De las piedras profundas un agua cristalina refleja el oro y el bronce, la cara del buey, las puertas y los nardos que tu partida deshacía.
Quiero acariciar tus cabellos cansados, agitar el légamo, adentrarme en el germen intocado de tu nostalgia y ser casi muerta en la agonía desde siempre, a la orilla del miedo, de ti faltando amor. De noche distante te pierdes, vertical y distante te apagas, te desvaneces.
Me alejé, recogí las cerezas, la miel, la perdiz que guardo para ti. Para ti florece la blancura sobre la colina de Ishtar. Ven, quiero ver tu cuerpo en la fosa fresca que besaré. Los años, luz tenue de estanque, son apenas duración.
Bésame, tu bendición es destino poblado de pájaros.

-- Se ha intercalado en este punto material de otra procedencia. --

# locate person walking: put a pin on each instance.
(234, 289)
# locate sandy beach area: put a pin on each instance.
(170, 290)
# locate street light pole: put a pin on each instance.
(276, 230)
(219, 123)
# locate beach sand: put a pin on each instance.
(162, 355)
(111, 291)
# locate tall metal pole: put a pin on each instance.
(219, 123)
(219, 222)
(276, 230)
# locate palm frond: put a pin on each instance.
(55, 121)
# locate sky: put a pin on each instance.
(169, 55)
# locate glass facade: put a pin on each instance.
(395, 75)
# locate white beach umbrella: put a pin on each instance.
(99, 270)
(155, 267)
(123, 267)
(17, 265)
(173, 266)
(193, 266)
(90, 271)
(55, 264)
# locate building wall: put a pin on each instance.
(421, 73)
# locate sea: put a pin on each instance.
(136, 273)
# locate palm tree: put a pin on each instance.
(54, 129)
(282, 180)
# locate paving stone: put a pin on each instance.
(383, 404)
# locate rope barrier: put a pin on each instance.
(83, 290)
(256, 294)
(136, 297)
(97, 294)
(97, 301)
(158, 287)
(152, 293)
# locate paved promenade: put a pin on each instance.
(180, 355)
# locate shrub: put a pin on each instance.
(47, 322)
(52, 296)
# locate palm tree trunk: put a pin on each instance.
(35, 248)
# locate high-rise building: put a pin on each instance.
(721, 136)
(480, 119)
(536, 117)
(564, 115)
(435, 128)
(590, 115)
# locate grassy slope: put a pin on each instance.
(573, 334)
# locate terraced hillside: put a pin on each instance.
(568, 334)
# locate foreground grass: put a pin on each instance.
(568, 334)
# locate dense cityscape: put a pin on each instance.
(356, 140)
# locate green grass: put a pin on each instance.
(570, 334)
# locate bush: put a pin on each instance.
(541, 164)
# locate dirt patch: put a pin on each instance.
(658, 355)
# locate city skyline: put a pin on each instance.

Duele saber que el astro vuelve: raíz entre piedras, hojas desgajadas del invierno. Pero los pájaros ya estaban en tu cara y un río de siete lenguas era tu árbol florecido. Por esta tierra desataste el sueño y el alba dejó escapar fulgor de lumbre. Color de áurea intensidad
el cielo es.
No, no moriste del todo. El pasado con todos tus sentidos, con todos sus escombros es bajo la piedra oscuridad que cubre tus manos yertas. Amorosamente en el lento río, morosamente en el mar del amor, muerta. En el agua te buscaré: aquellos días espejos mi voz derrama. De las entrañas brotan las aguas dulces, las sombras vegetales, la sustancia de amor que los dioses aguardan.
El atardecer derrama su balbucear en el bastón del ciego: conduce a lo sin rostro. No había voz ni brasa que me elevara, mi seno al miedo cada noche, al desamor mi sed. Breve es el amor y largo el camino que lo cultiva.
Mis ojos aprendieron a ver fijamente las piedras, la noche y la mirada de la madre, sus palabras extrañas. Aprendieron a ver sin mirar en lo que permanece. En la tarde de su descenso los vados filtran las hojas, la niebla se desparrama, mi madre se deja asir.
El viento sopla piedad por un último hálito. Sino, rastro, la cauda de su lamento arde, eleva su densa permanencia.